Bows of the same length will behave very differently depending on the riser/limb combo. Select a bow based upon having limbs suited to your draw length and then riser length as a secondary choice as a matter of personal taste so far as balance and sight window.
I was initially talked into a 64" bow. 19" riser, long recurve limbs. I found it a bit soft shooting for my 28" draw. I was not pulling it far enough to really work the recurves.
Check with the limb maker for his recommendations. For me, I ended up going to a 19" riser and short limbs. (recommended draw is 26"-28" with max of 28 1/2") I found that I liked it even better than the same 60" bow as a 17" riser and medium limbs.


----------



## kentsabrina (Aug 23, 2017)

Herewith the pic, The Horseman from Bearpaw Bodnik is a 52" 50# bow instead (not 50", my bad), still pretty short n slimline comparing to the 58" Ragim Black Bear next to it.

It has no siyahs but with recurve like reinforced limb tips, also has a small shelf cutout for mediterranean draw.

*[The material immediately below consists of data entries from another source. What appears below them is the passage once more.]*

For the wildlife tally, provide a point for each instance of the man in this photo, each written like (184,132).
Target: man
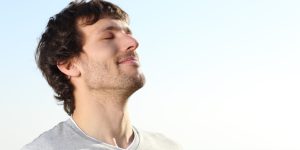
(88,56)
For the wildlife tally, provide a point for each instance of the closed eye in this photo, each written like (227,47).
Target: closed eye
(108,36)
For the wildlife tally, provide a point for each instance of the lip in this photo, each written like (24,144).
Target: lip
(128,60)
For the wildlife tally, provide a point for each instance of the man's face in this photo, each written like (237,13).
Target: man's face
(109,60)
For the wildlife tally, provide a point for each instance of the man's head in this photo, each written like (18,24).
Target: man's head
(88,45)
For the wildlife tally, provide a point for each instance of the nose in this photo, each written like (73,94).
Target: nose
(131,44)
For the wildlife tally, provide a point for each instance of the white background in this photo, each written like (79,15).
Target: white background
(221,74)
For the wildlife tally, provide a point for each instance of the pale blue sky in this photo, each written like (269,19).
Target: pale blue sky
(221,74)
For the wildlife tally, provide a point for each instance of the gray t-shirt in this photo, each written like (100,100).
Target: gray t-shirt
(67,136)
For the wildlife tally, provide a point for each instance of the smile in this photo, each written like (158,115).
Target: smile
(129,60)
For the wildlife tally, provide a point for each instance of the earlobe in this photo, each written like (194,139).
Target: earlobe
(69,69)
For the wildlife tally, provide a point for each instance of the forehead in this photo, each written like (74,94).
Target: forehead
(103,25)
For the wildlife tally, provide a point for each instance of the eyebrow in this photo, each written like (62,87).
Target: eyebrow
(116,28)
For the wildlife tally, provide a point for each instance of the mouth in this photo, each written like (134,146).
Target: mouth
(130,60)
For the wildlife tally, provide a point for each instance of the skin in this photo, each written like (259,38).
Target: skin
(105,75)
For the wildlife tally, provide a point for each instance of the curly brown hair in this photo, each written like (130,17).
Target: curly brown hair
(62,41)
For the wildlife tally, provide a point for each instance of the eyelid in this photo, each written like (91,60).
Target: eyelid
(108,35)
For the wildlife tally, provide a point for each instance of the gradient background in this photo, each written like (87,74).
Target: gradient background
(221,74)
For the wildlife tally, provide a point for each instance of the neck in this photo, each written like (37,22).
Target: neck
(104,116)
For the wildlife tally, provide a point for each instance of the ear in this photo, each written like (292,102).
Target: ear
(68,68)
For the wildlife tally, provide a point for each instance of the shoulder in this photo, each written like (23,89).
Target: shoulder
(154,140)
(50,139)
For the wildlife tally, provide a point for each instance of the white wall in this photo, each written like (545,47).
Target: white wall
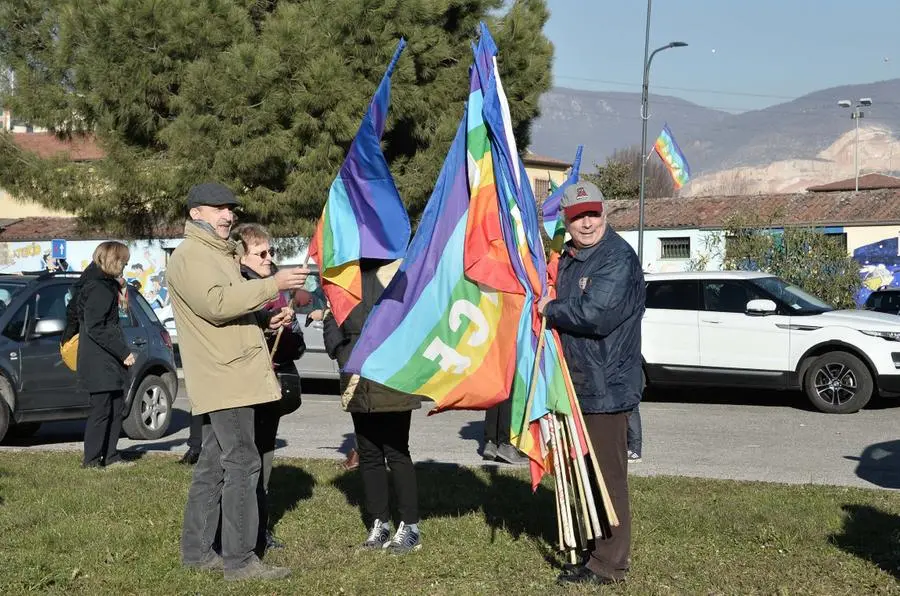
(653,261)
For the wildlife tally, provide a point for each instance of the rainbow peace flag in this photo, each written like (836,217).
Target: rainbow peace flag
(516,205)
(458,322)
(435,332)
(364,216)
(671,154)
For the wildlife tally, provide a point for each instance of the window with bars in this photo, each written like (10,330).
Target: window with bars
(541,188)
(839,237)
(675,248)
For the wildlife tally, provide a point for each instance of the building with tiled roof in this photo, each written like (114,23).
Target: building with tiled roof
(46,145)
(866,182)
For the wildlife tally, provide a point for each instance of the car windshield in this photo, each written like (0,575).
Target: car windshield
(7,291)
(799,301)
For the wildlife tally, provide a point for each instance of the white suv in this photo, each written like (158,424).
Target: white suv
(745,329)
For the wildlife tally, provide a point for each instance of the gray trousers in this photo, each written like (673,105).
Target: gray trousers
(223,491)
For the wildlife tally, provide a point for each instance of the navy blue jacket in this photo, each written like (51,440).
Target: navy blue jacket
(598,311)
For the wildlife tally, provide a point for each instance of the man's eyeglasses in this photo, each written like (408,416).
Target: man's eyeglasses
(265,254)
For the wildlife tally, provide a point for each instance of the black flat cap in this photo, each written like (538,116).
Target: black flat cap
(211,193)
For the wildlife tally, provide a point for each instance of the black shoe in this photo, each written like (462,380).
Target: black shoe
(190,458)
(583,576)
(508,454)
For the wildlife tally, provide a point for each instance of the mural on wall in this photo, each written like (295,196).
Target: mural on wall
(879,266)
(146,270)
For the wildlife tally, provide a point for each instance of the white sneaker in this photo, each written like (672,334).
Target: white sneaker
(405,540)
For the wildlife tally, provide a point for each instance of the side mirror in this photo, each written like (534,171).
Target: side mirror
(49,327)
(761,307)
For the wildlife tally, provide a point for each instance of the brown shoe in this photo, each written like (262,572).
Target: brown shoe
(352,461)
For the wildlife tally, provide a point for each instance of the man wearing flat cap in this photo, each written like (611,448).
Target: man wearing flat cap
(597,312)
(227,372)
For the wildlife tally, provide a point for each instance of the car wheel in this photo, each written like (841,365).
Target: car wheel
(151,410)
(5,397)
(838,383)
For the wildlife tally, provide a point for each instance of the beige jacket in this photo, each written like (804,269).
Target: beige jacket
(223,350)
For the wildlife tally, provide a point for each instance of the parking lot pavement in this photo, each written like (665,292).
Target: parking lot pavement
(773,438)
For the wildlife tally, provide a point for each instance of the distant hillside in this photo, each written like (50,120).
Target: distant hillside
(712,140)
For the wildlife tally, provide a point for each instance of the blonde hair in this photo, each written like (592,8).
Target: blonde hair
(250,233)
(111,257)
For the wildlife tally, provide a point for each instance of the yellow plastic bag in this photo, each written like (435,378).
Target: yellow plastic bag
(69,352)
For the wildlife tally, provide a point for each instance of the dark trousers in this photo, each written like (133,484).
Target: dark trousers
(497,421)
(635,433)
(380,437)
(266,430)
(195,439)
(609,557)
(223,491)
(104,424)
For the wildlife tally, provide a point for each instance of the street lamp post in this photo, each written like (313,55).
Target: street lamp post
(856,114)
(645,115)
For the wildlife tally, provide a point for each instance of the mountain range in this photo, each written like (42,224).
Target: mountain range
(712,140)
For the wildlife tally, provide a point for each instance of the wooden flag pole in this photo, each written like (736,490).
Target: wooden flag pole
(533,387)
(593,517)
(585,495)
(559,506)
(561,470)
(601,483)
(582,516)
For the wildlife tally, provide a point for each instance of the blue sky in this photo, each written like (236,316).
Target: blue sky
(766,51)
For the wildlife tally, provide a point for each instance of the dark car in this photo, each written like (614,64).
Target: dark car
(35,385)
(887,300)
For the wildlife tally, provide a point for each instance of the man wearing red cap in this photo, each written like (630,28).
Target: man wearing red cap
(598,311)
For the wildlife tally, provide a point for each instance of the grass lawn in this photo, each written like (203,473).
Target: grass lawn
(64,530)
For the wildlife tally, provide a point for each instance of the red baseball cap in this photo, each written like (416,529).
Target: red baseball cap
(581,197)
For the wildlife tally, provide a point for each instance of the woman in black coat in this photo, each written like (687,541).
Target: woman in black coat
(103,355)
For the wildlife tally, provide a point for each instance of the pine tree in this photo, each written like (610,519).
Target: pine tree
(262,95)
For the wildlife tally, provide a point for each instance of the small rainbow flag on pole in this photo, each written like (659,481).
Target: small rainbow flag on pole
(671,154)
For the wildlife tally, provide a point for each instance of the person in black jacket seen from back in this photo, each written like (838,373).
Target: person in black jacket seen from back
(103,355)
(597,311)
(381,423)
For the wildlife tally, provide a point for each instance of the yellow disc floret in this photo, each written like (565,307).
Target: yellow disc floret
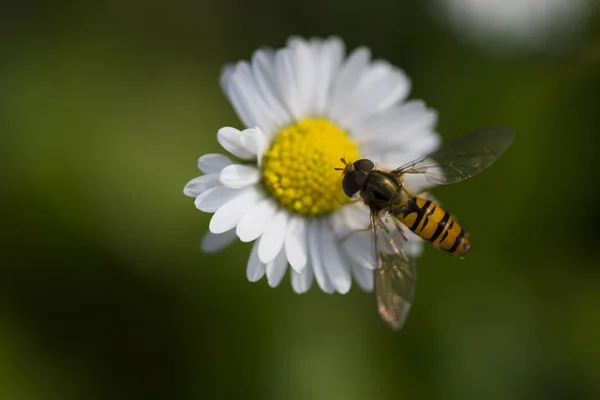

So I call it a hybrid horsebow. It comes with a bearpaw whisper string n sheep skins leather wrapped handle.


----------



## kentsabrina (Aug 23, 2017)

For the 50" bow from Bearpaw Bodnik, it is the new Mingo instead, it has a crazy fast bamboo/glass limbs. 
https://www.thelongbowshop.com/coll...-bows/products/mingo-recurve-field-bow-custom



herewith a review of the "old" Mingo, which has a much lesser drawweight n in 48", still it is a little speed beast...so I have no doubt the beefier 50" new version will perform even better, if not, the same.
https://www.youtube.com/watch?v=MbXxl_nDPAc&t=50s


----------



## kentsabrina (Aug 23, 2017)

a gentleman shooting a 55# Horseman
https://www.youtube.com/watch?v=a4qi8P2N0es


Malta Archery reviews a lighter # Horseman
https://www.youtube.com/watch?v=ctPD__v4skI


----------



## Bowmania (Jan 3, 2003)

D, if I had to make your choice, I'd choose the bow your not shooting. Your draw length is pretty long. Longer bows are more accurate. It's not about smoothness I's about string angle. With a longer bow you have less string on your fingers at full draw than a short bow. Think of shooting a 70 inch bow and a 3 foot compound with fingers. Do you think you'll get a cleaner release with MORE string on your fingers.

I'm at 29 inches and shot a 64 inch longbow for over 20 years and length was never a problem.

Bowmania


----------



## Gwh17 (Jun 12, 2017)

I am drawing 29" with a 58" recurve. Seems fine to me. I seem to like the shorter bows myself.


----------